The formula $q=nC\Delta t$ represents the heat $q$ required to bring about a $\Delta t$ difference in temperature of one mole of any matter. The constant $C$ here represents the molar heat capacity of the body.
The molar heat capacity of a matter is defined as the amount of heat energy required to change, increase or decrease, the temperature of one mole of that substance by one unit. This value depends on the nature, size, and composition of the system.
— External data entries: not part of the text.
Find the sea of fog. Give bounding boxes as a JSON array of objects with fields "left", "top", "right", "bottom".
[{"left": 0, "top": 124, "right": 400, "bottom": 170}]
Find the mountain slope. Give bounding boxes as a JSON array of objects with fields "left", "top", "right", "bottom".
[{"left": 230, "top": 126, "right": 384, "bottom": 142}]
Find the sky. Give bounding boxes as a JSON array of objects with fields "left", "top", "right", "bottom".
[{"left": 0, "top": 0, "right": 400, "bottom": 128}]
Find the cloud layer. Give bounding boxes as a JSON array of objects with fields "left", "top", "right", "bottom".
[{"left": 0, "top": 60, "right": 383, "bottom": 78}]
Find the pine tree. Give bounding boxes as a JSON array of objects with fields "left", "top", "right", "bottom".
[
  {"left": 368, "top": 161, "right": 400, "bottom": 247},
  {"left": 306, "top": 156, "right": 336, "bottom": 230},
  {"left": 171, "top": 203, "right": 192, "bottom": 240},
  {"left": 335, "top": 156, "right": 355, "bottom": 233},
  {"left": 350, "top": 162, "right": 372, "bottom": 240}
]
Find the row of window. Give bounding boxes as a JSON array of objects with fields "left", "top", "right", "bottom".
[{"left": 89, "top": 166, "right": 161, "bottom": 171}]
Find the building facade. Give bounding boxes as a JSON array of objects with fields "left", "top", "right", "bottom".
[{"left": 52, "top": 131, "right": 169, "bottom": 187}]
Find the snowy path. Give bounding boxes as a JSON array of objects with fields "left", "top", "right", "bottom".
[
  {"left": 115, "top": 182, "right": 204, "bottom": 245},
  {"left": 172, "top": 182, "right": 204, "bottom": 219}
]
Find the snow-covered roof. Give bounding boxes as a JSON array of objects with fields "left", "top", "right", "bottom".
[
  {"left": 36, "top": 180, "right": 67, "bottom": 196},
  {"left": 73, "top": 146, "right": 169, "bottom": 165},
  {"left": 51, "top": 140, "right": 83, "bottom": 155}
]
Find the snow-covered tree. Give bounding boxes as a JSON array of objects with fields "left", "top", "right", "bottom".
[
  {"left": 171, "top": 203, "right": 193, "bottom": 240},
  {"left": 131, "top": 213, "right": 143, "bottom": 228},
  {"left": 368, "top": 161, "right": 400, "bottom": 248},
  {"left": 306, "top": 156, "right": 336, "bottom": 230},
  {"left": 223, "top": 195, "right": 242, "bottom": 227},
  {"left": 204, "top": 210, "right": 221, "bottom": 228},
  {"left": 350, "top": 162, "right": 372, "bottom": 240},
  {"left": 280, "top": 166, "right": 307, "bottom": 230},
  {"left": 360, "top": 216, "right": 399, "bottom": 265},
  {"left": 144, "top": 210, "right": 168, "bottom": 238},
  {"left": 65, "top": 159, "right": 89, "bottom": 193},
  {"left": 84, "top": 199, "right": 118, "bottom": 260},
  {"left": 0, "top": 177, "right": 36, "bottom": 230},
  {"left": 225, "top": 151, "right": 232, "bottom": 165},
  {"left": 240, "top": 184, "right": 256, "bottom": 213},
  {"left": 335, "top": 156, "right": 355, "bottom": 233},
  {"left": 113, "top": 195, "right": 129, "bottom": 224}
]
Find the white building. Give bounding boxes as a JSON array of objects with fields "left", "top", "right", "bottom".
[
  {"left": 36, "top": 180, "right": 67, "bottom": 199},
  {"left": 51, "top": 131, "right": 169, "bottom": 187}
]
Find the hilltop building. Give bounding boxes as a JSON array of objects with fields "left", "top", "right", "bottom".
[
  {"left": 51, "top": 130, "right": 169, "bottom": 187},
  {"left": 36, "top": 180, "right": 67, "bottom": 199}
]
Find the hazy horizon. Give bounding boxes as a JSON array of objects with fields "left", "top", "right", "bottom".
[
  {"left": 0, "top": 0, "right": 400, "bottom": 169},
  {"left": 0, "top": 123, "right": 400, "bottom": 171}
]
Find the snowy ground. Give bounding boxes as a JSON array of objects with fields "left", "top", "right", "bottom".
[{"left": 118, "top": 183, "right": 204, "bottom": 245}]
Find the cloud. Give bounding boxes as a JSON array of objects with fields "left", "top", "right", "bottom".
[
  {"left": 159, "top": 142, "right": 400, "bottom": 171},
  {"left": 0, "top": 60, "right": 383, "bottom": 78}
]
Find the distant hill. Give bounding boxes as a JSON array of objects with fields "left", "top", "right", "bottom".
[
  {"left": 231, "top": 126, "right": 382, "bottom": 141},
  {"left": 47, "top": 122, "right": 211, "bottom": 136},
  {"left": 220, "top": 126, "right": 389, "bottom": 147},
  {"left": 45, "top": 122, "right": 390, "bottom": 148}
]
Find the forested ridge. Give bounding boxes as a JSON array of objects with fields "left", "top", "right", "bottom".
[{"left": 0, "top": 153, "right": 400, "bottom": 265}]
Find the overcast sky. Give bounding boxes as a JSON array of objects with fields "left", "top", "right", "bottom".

From the equation $q=nC\Delta t$, we can say that,
At constant pressure $P$, we have
${{q}_{P}}=n{{C}_{P}}\Delta t$
This value is equal to the change in enthalpy of the gas, that is,
${{q}_{P}}=n{{C}_{P}}\Delta t=\Delta H$
Similarly, at constant volume $V$, we have
${{q}_{V}}=n{{C}_{V}}\Delta t$
This value is equal to the change in internal energy of the gas, that is,
${{q}_{V}}=n{{C}_{V}}\Delta t=\Delta U$
As we know,
For one mole of an ideal gas,
$\begin{aligned} & \Delta H=\Delta U+\Delta \left( PV \right) \\\ & \Delta H=\Delta U+\Delta \left( Rt \right) \\\ & \Delta H=\Delta U+R\Delta t \\\ \end{aligned}$
Therefore,
$\begin{aligned} & {{C}_{P}}\Delta t={{C}_{V}}\Delta t+R\Delta t \\\ & {{C}_{P}}={{C}_{V}}+R \\\ & {{C}_{P}}-{{C}_{V}}=R \\\ \end{aligned}$
Now,
Let’s say equation 1, $\dfrac{{{C}_{P}}}{{{C}_{V}}}=\gamma$
Let’s say equation 2, ${{C}_{P}}-{{C}_{V}}=R$
From equation 1, we have,
${{C}_{P}}=\gamma {{C}_{V}}$
Put above value of ${{C}_{P}}$ in equation 2,
$\begin{aligned} & \gamma {{C}_{V}}-{{C}_{V}}=R \\\ & {{C}_{V}}\left( \gamma -1 \right)=R \\\ & {{C}_{V}}=\dfrac{R}{\left( \gamma -1 \right)} \\\ \end{aligned}$
The value of ${{C}_{V}}$ is $\dfrac{R}{\left( \gamma -1 \right)}$

So, the correct answer is “Option D”.

Note:
Students should remember that ${{C}_{V}}$ is the amount of heat energy that a substance or system absorbs or releases, per unit mass, with the change in temperature where volume change of the system does not occur while ${{C}_{P}}$ is the amount of heat energy that a substance or system absorbs or release, per unit mass, with the change in temperature where pressure change of the system does not occur.